A CONVERSATION WITH LOUISE TAYLOR (continued)

PM: Really crucial to this record are two relationships that have everything to do with Velvet Town, with your longtime percussionist, Dean Sharp, and with your soul sister, Annie Gallup.

LT: Right.

PM: So let's talk a little about each of them. Let's talk about Dean first, because I know he had everything to do with preproduction and bringing some things to your ears that made a difference, etc.

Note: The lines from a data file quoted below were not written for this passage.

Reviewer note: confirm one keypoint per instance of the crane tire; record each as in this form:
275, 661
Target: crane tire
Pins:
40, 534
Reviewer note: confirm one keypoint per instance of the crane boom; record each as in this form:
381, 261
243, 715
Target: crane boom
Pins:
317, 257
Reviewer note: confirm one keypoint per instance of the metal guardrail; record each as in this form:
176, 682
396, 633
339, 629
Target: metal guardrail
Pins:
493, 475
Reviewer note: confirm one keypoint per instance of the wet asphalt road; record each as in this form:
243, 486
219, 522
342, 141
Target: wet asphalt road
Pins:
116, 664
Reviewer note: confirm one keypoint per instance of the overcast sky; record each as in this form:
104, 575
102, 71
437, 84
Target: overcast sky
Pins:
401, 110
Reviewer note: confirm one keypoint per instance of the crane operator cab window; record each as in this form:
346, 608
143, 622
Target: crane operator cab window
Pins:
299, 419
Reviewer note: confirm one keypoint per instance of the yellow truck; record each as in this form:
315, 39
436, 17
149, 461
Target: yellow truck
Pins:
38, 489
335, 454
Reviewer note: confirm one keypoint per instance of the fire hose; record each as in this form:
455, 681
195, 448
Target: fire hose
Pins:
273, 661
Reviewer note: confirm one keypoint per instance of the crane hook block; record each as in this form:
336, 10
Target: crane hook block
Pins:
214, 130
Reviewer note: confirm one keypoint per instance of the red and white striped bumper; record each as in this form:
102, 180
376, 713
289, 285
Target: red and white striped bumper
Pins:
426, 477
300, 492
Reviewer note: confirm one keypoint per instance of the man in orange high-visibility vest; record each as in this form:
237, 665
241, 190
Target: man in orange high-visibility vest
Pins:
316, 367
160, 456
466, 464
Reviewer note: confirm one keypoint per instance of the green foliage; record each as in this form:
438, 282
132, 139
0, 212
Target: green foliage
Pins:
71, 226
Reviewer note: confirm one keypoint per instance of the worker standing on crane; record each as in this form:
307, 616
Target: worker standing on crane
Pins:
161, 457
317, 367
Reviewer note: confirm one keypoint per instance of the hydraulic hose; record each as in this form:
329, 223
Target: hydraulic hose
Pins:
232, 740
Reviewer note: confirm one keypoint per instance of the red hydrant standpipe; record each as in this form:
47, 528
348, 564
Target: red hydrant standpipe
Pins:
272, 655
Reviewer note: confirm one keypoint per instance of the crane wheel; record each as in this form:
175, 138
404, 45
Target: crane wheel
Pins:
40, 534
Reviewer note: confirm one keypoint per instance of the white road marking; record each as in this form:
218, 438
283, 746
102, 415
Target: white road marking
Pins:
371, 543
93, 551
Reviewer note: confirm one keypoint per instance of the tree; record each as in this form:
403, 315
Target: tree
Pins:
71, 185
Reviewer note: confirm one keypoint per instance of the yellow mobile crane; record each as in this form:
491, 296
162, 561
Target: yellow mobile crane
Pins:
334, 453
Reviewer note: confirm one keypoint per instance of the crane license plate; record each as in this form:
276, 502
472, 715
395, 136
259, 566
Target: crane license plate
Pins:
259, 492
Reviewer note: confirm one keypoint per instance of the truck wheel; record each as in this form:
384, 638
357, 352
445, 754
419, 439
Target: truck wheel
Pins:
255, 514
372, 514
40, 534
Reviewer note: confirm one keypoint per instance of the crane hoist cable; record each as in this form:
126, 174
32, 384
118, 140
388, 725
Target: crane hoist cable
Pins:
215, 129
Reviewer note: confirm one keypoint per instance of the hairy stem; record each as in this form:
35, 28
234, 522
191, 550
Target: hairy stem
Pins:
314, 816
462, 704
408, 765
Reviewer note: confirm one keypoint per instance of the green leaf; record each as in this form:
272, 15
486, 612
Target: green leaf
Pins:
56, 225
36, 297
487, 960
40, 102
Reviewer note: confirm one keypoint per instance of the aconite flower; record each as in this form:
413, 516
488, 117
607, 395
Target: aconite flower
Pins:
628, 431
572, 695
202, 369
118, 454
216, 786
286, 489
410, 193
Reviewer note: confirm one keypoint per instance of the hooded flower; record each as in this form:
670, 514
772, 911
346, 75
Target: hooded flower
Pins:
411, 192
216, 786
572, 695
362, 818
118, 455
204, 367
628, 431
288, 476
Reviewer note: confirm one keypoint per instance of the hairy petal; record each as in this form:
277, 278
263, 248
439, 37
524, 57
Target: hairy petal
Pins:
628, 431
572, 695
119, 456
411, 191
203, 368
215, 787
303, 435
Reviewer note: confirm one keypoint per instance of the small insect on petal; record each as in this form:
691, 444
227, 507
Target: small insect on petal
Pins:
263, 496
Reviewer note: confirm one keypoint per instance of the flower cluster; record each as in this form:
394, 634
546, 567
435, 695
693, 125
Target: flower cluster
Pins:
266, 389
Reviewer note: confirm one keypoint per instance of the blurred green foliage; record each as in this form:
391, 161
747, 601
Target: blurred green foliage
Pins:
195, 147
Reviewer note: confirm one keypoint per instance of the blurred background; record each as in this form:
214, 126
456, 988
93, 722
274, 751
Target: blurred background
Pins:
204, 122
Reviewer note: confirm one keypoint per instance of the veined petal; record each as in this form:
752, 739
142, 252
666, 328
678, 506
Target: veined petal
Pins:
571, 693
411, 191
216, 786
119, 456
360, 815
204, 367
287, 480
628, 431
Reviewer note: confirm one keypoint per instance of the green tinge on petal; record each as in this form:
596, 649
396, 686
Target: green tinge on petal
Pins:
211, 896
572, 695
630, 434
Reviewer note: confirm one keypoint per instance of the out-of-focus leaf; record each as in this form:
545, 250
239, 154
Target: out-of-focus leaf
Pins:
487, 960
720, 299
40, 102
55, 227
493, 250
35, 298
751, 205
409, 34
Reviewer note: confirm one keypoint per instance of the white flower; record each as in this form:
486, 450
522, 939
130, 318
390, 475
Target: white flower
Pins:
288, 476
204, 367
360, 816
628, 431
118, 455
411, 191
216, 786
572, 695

LT: That's right. He started feeding me music, actually, a couple years ago, just giving me compilation tapes of things to listen to, to give me ideas. He suggested that my music wasn't just folk, that other influences were present. And I also toured with him for those couple of years after recording Written in Red. He was always telling me I was more like Cassandra Wilson, and that I should just let myself do what I do, and explore those things.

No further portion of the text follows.